Les modalités de lecture et d'interaction varient d'un tableau à l'autre: parfois, l'internaute doit cliquer sur des encadrés miniatures qui tombent doucement en arrière-plan pour les appeler au premier plan; parfois, le texte se trouve attaché aux faces d'un cube Rubik tridimensionnel qu'il est possible de manipuler; parfois, c'est la simple position de la souris à l'écran qui détermine les phrases affichées; etc. Il est à noter que certains dispositifs choisis par Nelson entravent parfois la lisibilité, la manipulation du texte pouvant s'avérer difficile. Des flèches placées sur les côtés de l'image permettent de naviguer d'un tableau à l'autre.

Bouchardon, Serge; Volckaert, Vincent; Zénouda, Hervé: changerTout

changerTout (ou changeEverything, dans sa version anglaise) est une oeuvre développée par Serge Bouchardon, Vincent Vockaert et Hervé Zénouda qui exploite les concepts de synonymie et de dérive. À l'écran, des mots apparaissent, formant tantôt des phrases ordinaires (par exemple, «Découvrir une création de littérature numérique»), tantôt des adages («Les voyages forment la jeunesse»). Or, l'oeuvre exploite des dictionnaires en ligne pour transformer peu à peu chaque mot, le faisant glisser d'un synonyme à l'autre et l'éloignant ainsi peu à peu de son sens original – déformant du coup la phrase jusqu'au non-sens. Des sons de piano, imaginés par Zénouda, accompagnent chacune des mutations.

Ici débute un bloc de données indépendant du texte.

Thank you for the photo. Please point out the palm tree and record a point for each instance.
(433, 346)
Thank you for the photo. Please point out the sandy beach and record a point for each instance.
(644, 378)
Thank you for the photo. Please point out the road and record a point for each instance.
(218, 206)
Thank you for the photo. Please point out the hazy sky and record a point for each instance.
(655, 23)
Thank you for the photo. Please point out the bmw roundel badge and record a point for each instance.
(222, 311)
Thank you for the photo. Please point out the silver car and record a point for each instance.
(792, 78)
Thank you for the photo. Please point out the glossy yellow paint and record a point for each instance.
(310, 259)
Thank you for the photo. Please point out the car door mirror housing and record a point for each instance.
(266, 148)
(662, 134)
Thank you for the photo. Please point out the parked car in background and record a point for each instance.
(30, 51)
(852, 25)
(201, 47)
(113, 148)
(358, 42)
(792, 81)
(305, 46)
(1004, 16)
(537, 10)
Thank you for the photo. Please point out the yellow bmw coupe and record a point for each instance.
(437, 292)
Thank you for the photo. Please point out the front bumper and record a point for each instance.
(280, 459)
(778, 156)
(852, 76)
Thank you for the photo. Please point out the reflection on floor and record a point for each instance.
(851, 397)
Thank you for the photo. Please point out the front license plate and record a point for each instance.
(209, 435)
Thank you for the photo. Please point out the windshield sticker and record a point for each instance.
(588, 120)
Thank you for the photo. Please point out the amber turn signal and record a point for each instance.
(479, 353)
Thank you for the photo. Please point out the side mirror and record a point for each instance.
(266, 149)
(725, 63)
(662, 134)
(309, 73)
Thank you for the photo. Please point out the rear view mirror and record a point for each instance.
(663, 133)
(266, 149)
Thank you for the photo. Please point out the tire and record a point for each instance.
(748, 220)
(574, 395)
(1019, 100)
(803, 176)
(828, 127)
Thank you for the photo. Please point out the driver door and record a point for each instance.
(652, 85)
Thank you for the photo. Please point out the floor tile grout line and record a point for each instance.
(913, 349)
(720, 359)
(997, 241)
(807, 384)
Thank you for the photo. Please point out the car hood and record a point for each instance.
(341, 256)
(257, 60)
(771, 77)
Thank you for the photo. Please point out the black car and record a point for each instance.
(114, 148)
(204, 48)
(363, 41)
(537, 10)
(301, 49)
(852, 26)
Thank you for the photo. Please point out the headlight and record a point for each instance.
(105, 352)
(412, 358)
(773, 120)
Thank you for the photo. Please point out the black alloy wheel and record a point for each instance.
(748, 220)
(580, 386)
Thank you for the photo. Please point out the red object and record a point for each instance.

L'utilisateur peut utiliser les phrases et les adages faisant déjà partie de la banque fournie par les artistes ou intégrer ses propres phrases, grâce à la fonction «abc...». De même, il est possible de laisser le choix des synonymes s'effectuer aléatoirement d'une mutation à l'autre ou, en cliquant de façon prolongée sur un mot, de sélectionner par soi-même dans la liste des synonymes disponibles.

Tamar, Schori: Beadgee

Beadgee est une étonnante association entre des comptines du XIXe siècle et l'art abstrait contemporain. L'oeuvre pige dans une compilation de comptines («nursery rhymes» [1]) du XIXe siècle et s'inspire du travail d'illustration qu'a fait l'artiste Alexander Calder pour l'édition de 1944. Schori a utilisé 40 de ces comptines pour créer ses constructions abstraites, qu'il appelle des «gizmos» (signifiant gadget, machin, truc), qui sont stylistiquement basées sur les dessins de Calder.

 
La fenêtre du haut présente les divers gizmos. À la sélection, la comptine associée s'affiche dans la deuxième fenêtre. L'internaute peut alors faire exploser la construction, et ainsi manipuler l'échelle et la position des différents morceaux la constituant dans la troisième fenêtre, afin de créer son propre gizmo. Les mots qui sont associés aux morceaux sélectionnés créent un nouveau poème au bas de la fenêtre. Chaque pièce des 40 gizmos présents sur le site est unique, permettant ainsi une richesse visuelle et poétique. L'option «select add-on» permet d'associer un nouveau mot, imaginé par l'internaute, à un morceau de gizmo. La section «gallery» recense tous les gizmos créés par les visiteurs précédents.  
 
[1] Il est à noter que les nursery rhymes, traduits sous le terme de comptines, ne sont pas des comptines tel qu'on l'entend en langue française. Ils ne sont pas nécessairement chantés et sont surtout des jeux de mots et des rimes ludiques. Ne cherchant pas à donner un sens précis à ce qui est dit, ils sont plutôt un jeu de langue sympathique pour enfant, ce à quoi l'oeuvre rend hommage.
Dan Waber, Jason Pimble: I, You, We

I, You, We, une création de Dan Waber et Jason Pimble, se présente comme une structure tridimensionnelle composée de mots en mouvements. Ceux-ci forment des lignes de fuite d'où émergent des sommets, créés par le surgissent de mots en saillie au premier plan. Au centre de cette organisation mobile figure le mot «I» (je), qui reste fixe; autour de lui, des verbes et des pronoms parsemés du mot «you» gravitent et se déplacent en fonction des rotations de la structure globale. Les rotations de la structure peuvent être manipulées par l'internaute (dispositif de click & drag) ou s'effectuer automatiquement, si l'internaute attend quelques secondes sans intervenir. Au fil des rotations, les juxtapositions accidentelles de mots créent des associations surprenantes et poétiques extrêmement variées: «I open you bore we», «you isolate inspire you dwell», etc.